A possible answer is the conversation this reporter had with a member of their management team during a European concert a few years ago. The band had just played for 2½ hours, they had given it a lot of welly and had dipped judiciously into their sizeable back catalogue. They played with all the ferocity and passion they had displayed at their first ever gig - in London's Marquee club in 1962. The Stones' management team person said she was also working with a well-known girl group - and four shows into a tour that only saw them play for 40 minutes each night (and lip-synching at that) the girls were complaining of "nervous exhaustion".

IN AN AGE when CD sales are in decline, the live show is now paramount, and the Stones have not just the experience but also the weaponry (in terms of the songs they can draw on) to outgun most all of the opposition. A Stones show is an event and Jagger as the whirling dervish front man makes Justin Timberlake and Robbie Williams look like early X Factor rejects.

Because of their cross-generational appeal, they attract the younger demographic, people who may only know them because today's newer stars cite them as an influence, and the older demographic who remember tabloid headlines such as: "Would you let your daughter marry a Rolling Stone?"

And there's a certain comforting certainty about a Stones gig. They've been in the business long enough to know that the audience doesn't want to hear too much (or any) of their newer material. They want the time-honoured hits - and going from what they've played so far on the European leg of this tour, it can be confidently predicted that they'll open next week in Slane with Start Me Up, they'll play Ruby Tuesday, and after Tumbling Dice Jagger will introduce the band and then Keith Richards will get to sing two songs before they move to the second stage (located within the audience) to play Miss You and It's Only Rock'n'Roll before, back on the main stage, they finish with Jumpin' Jack Flash and encore with Brown Sugar.

The VIP enclosure at Slane next Saturday, on the 25th anniversary of the first time they played in Lord Henry Mountcharles's back garden, will be virtually indistinguishable from the Fianna Fáil tent at the Galway Races. The press coverage will be more "who was there" than "what they played".
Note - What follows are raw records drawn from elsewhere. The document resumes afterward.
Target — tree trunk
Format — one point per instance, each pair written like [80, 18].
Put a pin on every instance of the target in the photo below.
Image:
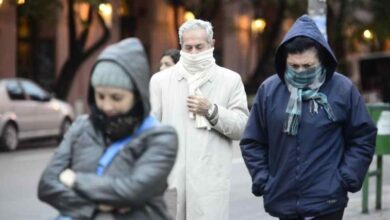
[77, 53]
[264, 61]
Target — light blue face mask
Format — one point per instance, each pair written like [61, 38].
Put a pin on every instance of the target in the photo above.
[304, 85]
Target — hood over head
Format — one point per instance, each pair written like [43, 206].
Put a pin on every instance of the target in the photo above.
[306, 27]
[130, 56]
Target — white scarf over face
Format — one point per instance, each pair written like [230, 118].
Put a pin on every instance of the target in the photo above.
[197, 70]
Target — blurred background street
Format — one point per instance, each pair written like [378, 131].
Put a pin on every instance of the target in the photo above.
[20, 172]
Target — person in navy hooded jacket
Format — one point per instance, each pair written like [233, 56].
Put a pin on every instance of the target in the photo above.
[309, 139]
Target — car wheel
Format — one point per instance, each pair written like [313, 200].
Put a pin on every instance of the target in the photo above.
[65, 125]
[9, 137]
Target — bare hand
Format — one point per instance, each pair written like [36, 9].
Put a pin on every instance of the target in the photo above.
[68, 177]
[198, 104]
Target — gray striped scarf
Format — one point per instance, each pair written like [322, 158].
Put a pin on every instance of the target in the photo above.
[304, 86]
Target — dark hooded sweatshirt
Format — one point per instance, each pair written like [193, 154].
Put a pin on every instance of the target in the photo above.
[308, 174]
[136, 178]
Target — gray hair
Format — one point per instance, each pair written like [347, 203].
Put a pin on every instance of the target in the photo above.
[196, 24]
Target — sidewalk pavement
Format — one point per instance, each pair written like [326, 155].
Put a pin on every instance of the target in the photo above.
[354, 209]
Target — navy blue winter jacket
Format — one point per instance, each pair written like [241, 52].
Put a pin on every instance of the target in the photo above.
[311, 173]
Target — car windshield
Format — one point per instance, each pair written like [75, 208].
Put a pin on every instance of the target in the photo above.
[34, 91]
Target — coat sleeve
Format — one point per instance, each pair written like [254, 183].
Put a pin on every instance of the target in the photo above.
[147, 179]
[232, 118]
[155, 97]
[254, 146]
[53, 192]
[360, 136]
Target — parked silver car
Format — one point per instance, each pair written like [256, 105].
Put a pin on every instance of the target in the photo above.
[27, 111]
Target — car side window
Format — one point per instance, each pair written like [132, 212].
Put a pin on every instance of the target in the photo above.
[15, 92]
[34, 91]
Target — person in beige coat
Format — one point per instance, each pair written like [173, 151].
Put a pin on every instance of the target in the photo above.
[207, 105]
The show will undoubtedly be a masterclass in rock music performance, and when Keith Richards hits the intro riff to I Can't Get No Satisfaction, who knows, maybe even the prawn sandwiches will go untouched for a few minutes?

TheRollingStonesFile:

Who are they?

The Rolling Stones, or, if you're a headline writer under pressure, "The Strolling Bones", a side-splitting reference to their sexagenarian status.

Why are they in the news?

They're back to play Slane Castle again. They haven't changed that much since 1982 - and neither has the set list.

Most likely to say:

"Can we reclaim the VAT on that?"

Least likely to say:

"Thanks Slane, but we got paid more for the Deutsche Bank gig."

Lyric rewrite for Jagger:

"Thanks to a 1.5 per cent tax rate, I can now get not just satisfaction but financial security as well - a hey, hey, hey."